Воспоминания | страница 74
Более милостиво отнеслись ко мне в Барселоне, где я пел в «Джоконде» и «Мефистофеле». У меня там не было, как выяснилось, сильных соперников в партии Энцо, так что публика могла аплодировать сколько угодно, и критикам ничто не мешало петь дифирамбы. Когда пришло время возвращаться в Италию, то выяснилось, что у меня тоже есть своя небольшая партия поклонников. Однажды они устроили демонстрацию в мою честь, пока стояли в очереди за билетами на галерку. В ход пошли кулаки, пришлось вмешаться полиции. Так что мои спектакли в Испании в конце концов тоже оказались успешными.
ГЛАВА XIX
Все, что я делал до конца 1917 года, после возвращения из Испании, было так или иначе связано с Пьетро Масканьи. Я пополнил свой репертуар операми «Ирис» и «Жаворонок», с которыми ездил в длительное турне по всей Италии. Затем я пел в Неаполе на юбилейном спектакле по случаю двадцатипятилетия «Сельской чести».

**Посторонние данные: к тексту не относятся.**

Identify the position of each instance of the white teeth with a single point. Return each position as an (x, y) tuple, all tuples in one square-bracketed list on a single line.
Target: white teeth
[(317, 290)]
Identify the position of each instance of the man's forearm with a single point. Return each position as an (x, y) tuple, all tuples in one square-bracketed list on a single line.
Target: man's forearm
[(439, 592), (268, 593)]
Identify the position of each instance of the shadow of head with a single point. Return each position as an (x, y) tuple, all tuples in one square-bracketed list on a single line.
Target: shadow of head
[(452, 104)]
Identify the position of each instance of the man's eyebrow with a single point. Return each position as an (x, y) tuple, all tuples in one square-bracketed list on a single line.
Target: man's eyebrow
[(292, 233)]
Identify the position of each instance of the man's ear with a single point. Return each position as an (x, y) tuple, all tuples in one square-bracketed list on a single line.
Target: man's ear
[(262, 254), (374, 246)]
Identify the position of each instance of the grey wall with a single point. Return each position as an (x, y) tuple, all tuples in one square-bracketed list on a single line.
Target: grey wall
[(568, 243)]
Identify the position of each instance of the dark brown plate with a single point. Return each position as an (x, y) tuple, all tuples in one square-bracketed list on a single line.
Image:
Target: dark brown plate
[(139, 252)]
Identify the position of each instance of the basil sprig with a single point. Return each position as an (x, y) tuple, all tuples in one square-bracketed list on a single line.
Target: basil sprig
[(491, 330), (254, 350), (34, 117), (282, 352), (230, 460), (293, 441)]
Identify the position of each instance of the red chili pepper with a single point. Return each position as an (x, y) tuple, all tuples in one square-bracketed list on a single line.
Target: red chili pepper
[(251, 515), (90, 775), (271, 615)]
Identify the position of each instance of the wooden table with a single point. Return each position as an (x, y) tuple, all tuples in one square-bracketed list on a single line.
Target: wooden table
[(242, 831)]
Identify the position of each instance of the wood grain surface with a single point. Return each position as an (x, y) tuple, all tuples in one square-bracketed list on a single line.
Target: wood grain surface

«Ирис», в которой мне довелось петь во время непродолжительного (до конца апреля) сезона в театре «Кьярелла» в Турине, написана в несколько надуманной и изощренной манере. Первый раз она была поставлена в театре «Костанци» в Риме осенью 1899 года. И хотя действие оперы происходит в Испании, по стилю и настроению она, разумеется, чисто итальянская. Псевдофилософская тема оперы со всей своей причудливой символикой нисколько не отвечала вулканическому темпераменту Масканьи. В опере есть какая-то претензия на «философствование», хотя Масканьи никогда не мог написать ни одной рассудочной оперы. Он писал всегда очень легко, свободно, как пишут письма, — без поправок. В «Ирисе» есть великолепный «Гимн солнцу», который открывает и завершает оперу, и вообще очень много ярких, красочных мест. В целом же, мне кажется, публике эта опера должна казаться несколько несообразной и нестройной. В то же время она дает большие возможности главным исполнителям. Я лично не мог жаловаться на свою партию, хотя должен заметить, что роль Осаки (это знатный японец-сластолюбец, олицетворение порока) так и не стала никогда моей любимой.
Опера «Жаворонок» была новой работой Масканьи. Он написал ее за год до этого сезона и замышлял, по его словам, как послание любви и мира потрясенному войной человечеству. Тональности оперы свежие, ясные и идиллические, и вся она — созвездие прекраснейших мелодий. Мне думается, что опера не заслуживает забвения, как это, кажется, случилось с ней.
Первое представление «Жаворонка» состоялось 2 мая 1917 года в театре «Костанци» в Риме. Заглавную партию пела Розина Сторкьо. Дирижировал сам Масканьи. Несмотря на теплый прием, который встретила опера, Масканьи не был доволен спектаклем. Хор мальчиков — деликатная, но трудная сцена — был недостаточно хорошо отрепетирован. Выявились и другие недостатки. И Масканьи обрадовался, когда представилась возможность снова поставить «Жаворонка», да еще в его родном городе Ливорно. На этот раз пели: сопрано Бьянка Беллинчони-Станьо, баритон Джузеппе Ното, бас Леоне Паче. Партию художника Фламмена поручили мне. Это был действительно великолепный спектакль. Ливорнская публика, и так уже предрасположенная к Масканьи — она гордилась своим земляком, — встретила его восторженно. В августе 1917 года мы дали девять представлений «Жаворонка» и несколько спектаклей «Манон». Осенью поехали с «Манон» во Флоренцию и другие города Центральной и Южной Италии и закончили турне в Риме 26 декабря открытием сезона в театре «Костанци».